The Real Hookup
by Daniel Luzer
One worry conservatives have about higher education is that permissive attitudes toward sex and relationships on campus results in a destructive “hookup culture,” where students happily sail through college engaging in meaningless one night stands without developing real romantic attachments.
How widespread is this? According to a study published last month in the Journal of Adolescent Health, most college sex still seems to take place in the context of a relationship. That’s somewhat reassuring, but what does that really save about hookup culture? According to an article by Adam Hoffman in the Brown Daily Herald:
[The] study surveyed 483 first-year females at Syracuse University and found that sex in the context of a relationship was more common than sex through hookups with a casual partner. Hookups were defined as sex outside of a relationship with “no mutual expectation of a romantic commitment.” Between 7 and 18 percent of respondents had hookup sex in a given month, while an average of 25 to 38 percent of respondents had sex with a romantic partner. Over the course of the year, 40 percent of respondents had oral and/or vaginal sex with a casual partner, while 56 percent had it in the context of a romantic relationship. Ninety-six percent of the subjects were heterosexual.
So the hookups aren’t the majority of sexual encounters. If people are having sex at all, it’s mostly in the context of a regular relationship.
Then again, the study technically seems to indicate that celibacy is far more common than either the hookup or the committed relationship, which is a little surprising. What’s really going on here?

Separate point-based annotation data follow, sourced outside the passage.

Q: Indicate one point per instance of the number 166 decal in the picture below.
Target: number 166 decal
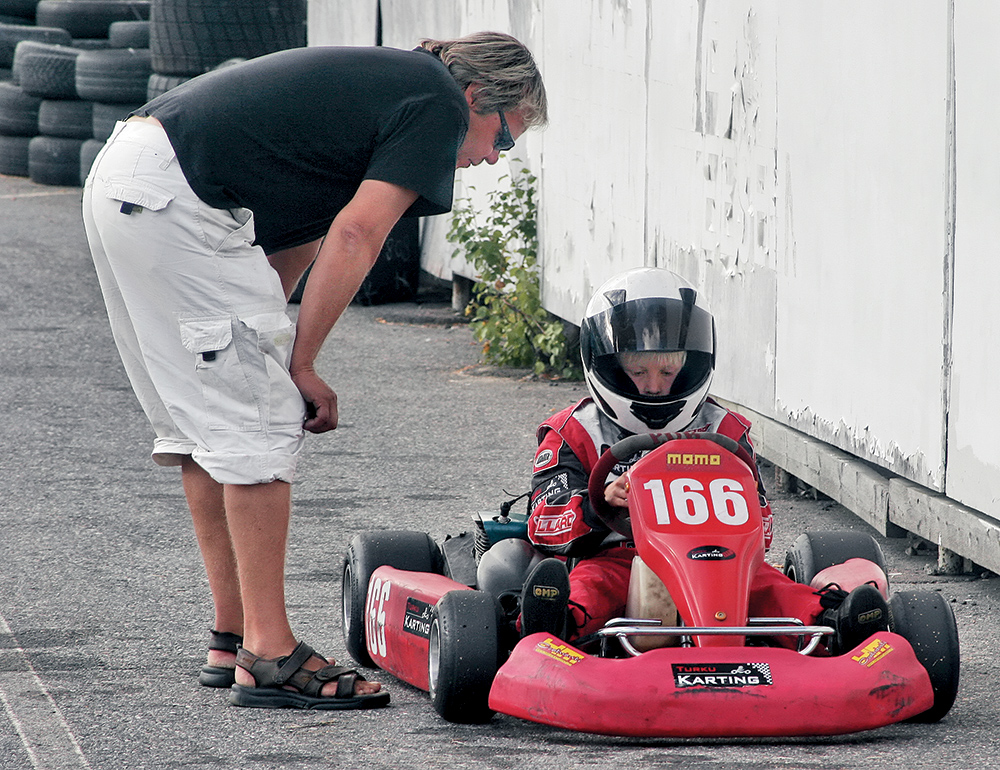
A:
(692, 504)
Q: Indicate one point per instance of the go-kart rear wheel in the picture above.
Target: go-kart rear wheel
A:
(813, 552)
(367, 552)
(463, 657)
(926, 621)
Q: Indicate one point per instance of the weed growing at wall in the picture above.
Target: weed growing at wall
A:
(501, 244)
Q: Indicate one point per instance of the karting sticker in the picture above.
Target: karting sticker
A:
(558, 651)
(417, 620)
(722, 675)
(873, 652)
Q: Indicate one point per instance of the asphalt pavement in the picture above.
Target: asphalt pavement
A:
(104, 608)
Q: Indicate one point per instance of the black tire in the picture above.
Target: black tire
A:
(89, 18)
(116, 75)
(463, 656)
(128, 34)
(70, 118)
(367, 552)
(160, 84)
(46, 70)
(926, 621)
(54, 160)
(14, 155)
(395, 276)
(90, 43)
(22, 9)
(189, 37)
(12, 34)
(107, 115)
(18, 111)
(88, 154)
(815, 551)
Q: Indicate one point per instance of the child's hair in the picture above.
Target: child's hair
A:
(675, 358)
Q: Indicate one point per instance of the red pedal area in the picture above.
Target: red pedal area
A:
(713, 692)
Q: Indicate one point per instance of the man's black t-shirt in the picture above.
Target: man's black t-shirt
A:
(292, 135)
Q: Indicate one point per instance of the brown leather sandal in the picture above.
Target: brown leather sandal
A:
(274, 677)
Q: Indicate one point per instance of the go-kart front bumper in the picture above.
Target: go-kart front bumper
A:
(713, 691)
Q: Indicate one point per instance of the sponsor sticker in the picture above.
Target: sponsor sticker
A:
(559, 651)
(677, 458)
(544, 459)
(722, 675)
(711, 553)
(554, 524)
(417, 618)
(872, 652)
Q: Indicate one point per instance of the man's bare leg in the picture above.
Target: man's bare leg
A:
(208, 512)
(258, 517)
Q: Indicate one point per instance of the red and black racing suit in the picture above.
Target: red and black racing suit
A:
(562, 522)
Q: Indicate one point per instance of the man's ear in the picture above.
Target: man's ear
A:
(470, 94)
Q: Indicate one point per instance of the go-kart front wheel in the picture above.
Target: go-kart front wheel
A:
(367, 552)
(463, 656)
(926, 621)
(812, 552)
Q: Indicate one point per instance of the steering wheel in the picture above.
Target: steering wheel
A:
(617, 519)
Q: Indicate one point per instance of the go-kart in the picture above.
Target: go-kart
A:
(687, 661)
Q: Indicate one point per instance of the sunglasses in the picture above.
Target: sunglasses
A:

The lead author of the study, Robyn Fielder, told Hoffman that “because we hear more about hooking up, we assume it is extremely common,” but the study doesn’t really indicate that hooking up is uncommon. In truth the study doesn’t really undermine the idea of a hookup culture on college campuses at all.
The trouble is that the author defined a hookup as a causal encounter that results in sex. In fact, that’s not what a hookup is. Come on; a hookup is any physical encounter with someone you’re not dating. That means from a kiss on up. And that, I’ve got to say, appears to be very common on campuses.
The study doesn’t indicate that “hookup culture” isn’t rampant; it means only hookup sex doesn’t occur as frequently as relationship sex.
Well right. But no one was arguing that most sex takes place in the form of hookups. The study just excludes a huge swath of interactions most students call hookups.
Less assume for a moment that there was no overlap between the respondents who had hookup sex in a given month and respondents who had sex with a romantic partner (resulting in the greatest possible number of people). We’ve still only got 56 percent of respondents having sex at all. That’s not surprising, but what are those 44 percent remaining doing on Saturday nights? I guarantee you a lot of them are having some sort of romantic or sexual encounter not captured by the study.